Mining Corpora: Students as academic language investigators

Mining Corpora: Students as academic language investigators

Academic Year:
2011 - 2012 (June 1, 2011 through May 31, 2012)
Funding Requested:
$2,500.00
Project Dates:
-
Applicant(s):
Overview of the Project:
Many students writing in their second language face a particularly difficult challenge when it comes to selecting appropriate "collocations." These word combinations "sound right" to fluent English speakers because the words pattern together in high frequency. This project facilitates student use of online "corpora" databases of real language use. However, these databases are designed for language researchers, and can thus be unwieldy for language learners. We therefore created an online video tutorial showing students how to conduct collocation investigations based on word choices in their own writing.
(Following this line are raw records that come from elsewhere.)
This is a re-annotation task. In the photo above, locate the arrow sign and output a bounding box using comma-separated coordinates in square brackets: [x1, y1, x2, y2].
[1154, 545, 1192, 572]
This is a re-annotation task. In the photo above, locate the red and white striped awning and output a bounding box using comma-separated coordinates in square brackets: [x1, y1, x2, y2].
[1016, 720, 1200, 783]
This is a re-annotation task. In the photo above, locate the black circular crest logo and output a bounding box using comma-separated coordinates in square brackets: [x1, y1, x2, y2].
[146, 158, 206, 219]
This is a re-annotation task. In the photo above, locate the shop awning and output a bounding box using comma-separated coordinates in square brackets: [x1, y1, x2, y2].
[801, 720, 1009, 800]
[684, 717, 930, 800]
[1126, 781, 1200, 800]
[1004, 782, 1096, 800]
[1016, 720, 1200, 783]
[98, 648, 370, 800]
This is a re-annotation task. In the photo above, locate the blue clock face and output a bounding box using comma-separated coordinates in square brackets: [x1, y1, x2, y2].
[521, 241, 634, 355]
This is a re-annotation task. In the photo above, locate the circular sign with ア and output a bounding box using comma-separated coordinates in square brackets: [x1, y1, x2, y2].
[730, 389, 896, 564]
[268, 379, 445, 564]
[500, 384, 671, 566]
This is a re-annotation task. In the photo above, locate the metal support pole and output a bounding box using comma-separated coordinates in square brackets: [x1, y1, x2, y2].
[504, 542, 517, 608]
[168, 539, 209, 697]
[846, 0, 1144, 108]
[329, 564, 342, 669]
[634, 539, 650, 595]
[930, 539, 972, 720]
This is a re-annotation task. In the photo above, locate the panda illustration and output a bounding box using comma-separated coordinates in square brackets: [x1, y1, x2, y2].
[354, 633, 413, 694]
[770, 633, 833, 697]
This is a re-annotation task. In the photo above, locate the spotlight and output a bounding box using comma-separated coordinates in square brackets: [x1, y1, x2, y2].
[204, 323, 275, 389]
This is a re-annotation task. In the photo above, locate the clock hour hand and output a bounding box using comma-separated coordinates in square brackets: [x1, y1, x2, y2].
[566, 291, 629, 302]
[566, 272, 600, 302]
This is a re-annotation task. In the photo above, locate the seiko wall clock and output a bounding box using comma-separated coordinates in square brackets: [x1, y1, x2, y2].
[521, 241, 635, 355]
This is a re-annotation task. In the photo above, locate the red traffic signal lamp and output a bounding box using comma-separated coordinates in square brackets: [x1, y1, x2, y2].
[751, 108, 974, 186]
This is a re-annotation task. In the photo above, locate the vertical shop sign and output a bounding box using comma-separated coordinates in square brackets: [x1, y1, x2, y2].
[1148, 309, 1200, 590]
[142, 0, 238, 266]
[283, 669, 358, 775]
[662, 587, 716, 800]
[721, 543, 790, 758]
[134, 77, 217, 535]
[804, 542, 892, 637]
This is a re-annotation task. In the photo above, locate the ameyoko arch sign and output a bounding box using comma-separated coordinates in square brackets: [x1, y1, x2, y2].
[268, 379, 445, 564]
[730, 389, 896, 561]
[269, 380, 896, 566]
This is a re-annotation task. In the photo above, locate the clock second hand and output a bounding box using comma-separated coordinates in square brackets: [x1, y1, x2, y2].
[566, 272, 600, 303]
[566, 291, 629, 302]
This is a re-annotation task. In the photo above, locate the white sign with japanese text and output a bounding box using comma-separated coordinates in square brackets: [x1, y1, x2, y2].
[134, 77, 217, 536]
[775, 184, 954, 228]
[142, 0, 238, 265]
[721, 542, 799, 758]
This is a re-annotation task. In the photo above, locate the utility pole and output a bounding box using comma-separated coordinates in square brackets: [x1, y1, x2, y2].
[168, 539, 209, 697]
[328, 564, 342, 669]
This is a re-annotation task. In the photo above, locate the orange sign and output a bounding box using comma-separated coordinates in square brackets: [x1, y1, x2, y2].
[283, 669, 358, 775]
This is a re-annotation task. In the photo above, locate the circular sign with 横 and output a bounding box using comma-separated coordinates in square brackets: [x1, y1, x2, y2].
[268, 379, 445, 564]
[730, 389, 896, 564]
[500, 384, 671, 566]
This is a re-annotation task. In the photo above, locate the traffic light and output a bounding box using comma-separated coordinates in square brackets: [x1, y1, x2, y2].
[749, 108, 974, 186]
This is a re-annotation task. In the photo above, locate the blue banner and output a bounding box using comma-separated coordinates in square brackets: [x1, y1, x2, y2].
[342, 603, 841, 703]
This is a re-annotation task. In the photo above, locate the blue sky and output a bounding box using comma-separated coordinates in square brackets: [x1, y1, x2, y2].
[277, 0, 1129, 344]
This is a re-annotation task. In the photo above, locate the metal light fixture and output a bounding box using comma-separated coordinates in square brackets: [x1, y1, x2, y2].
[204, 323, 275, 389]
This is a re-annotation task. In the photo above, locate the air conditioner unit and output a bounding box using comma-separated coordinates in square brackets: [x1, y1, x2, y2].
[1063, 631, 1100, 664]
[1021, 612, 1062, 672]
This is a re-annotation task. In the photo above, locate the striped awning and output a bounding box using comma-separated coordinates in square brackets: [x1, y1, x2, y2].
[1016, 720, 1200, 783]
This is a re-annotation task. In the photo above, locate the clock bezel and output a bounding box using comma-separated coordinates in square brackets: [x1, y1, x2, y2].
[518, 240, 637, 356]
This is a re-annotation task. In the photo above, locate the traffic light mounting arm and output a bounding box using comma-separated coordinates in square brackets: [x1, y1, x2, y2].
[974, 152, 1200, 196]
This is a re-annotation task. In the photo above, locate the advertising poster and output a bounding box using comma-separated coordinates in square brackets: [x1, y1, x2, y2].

Students logged their process and findings in a Sitemaker database, where they could also view the findings of their peers. Students reported being pleased and surprised to find a resource for discovering how words pattern in real language use. Future work will focus on developing additional online tutorials to support more sophisticated searches, and applying both the tools and the findings on vocabulary learning to other language courses.
Final Report Fields
Project Objectives:
(1) enable undergraduate writers to investigate collocation patterns for editing their word choices in academic writing in English(2) identify effective ways to deploy screencast-based online tutorials as a mechanism to teach content and to train students to use unfamiliar technology(3) identify effective ways to track student vocabulary investigations and findings
Project Achievements:
The screencasts on using online corpora and the Sitemaker database where students can log their vocabulary investigations enabled ELI 120 undergraduate student writers to change their learning and editing behaviors. Namely, students adopted online corpora as a key reference resource when composing and revising their academic writing, where these tools were routinely rejected by students as too intimidating in prior years. Students gained awareness of how words pattern together in specific usage contexts, evidenced by their ongoing reports on their findings and in teacher-student writing conferences. Beyond the ELI 120 course itself, which will continue utilizing screencasts to introduce students to the concept of collocations and to online corpora, colleagues in other courses at ELI have adopted screencasts and sitemaker vocabulary-investigation websites as a core feature of the curriculum. The Language Resource Center has been working on rolling out a mobile version of Sitemaker-based vocabulary investigation tools that originated in this project. In my own teaching, I've integrated screencasts and video clips embedded within UM lessons to create online tutorials to support student learning in each of the other courses I teach, expanding the range of resources available to students.
Continuation:
As described above, the tools built in this project will continue to be integrated into my undergraduate writing course, and have been adapted for use in other ELI writing, speaking, and integrated skills courses. This project has also added a new set of tools to my teacher's toolbox (Camtasia for screencasts, UM Lessons for embedding video in tutorials, Java-enhanced Sitemaker databases), so that I anticipate continuing to build online tutorials to respond to areas of student difficulty, and continuing to work on ways to support and encourage student tracking of the content they are learning via online databases and mobile apps.
Dissemination:
I have given two presentations about this project and follow-up applications to interested faculty. I will be offering an Enriching Scholarship workshop in May 2012, focusing on creating screencast-based online tutorials. I'm continuing to review data from the original fall project for future possible publication.
Advice to your Colleagues:
This project was greatly facilitated by the brainstorming contributions of multiple tech gurus on campus, each of whom brought a different orientation and set of solutions to the table. However, brainstorming led to new challenges, as it broadened the potential horizons of the project. Indeed one of the primary challenges of the project was constraining the scope narrowly enough to develop and realistically implement a meaningful set of learning tools; narrowing that scope early on was critical to the project's success. Another valuable process near the start of the project was giving each of the possible technology solutions a "tryout" in order to see with my own content whether and how they could really do what we were seeking. This process quickly eliminated a broad array of possibilities, and introduced me to those resources for other future projects where they might be more applicable.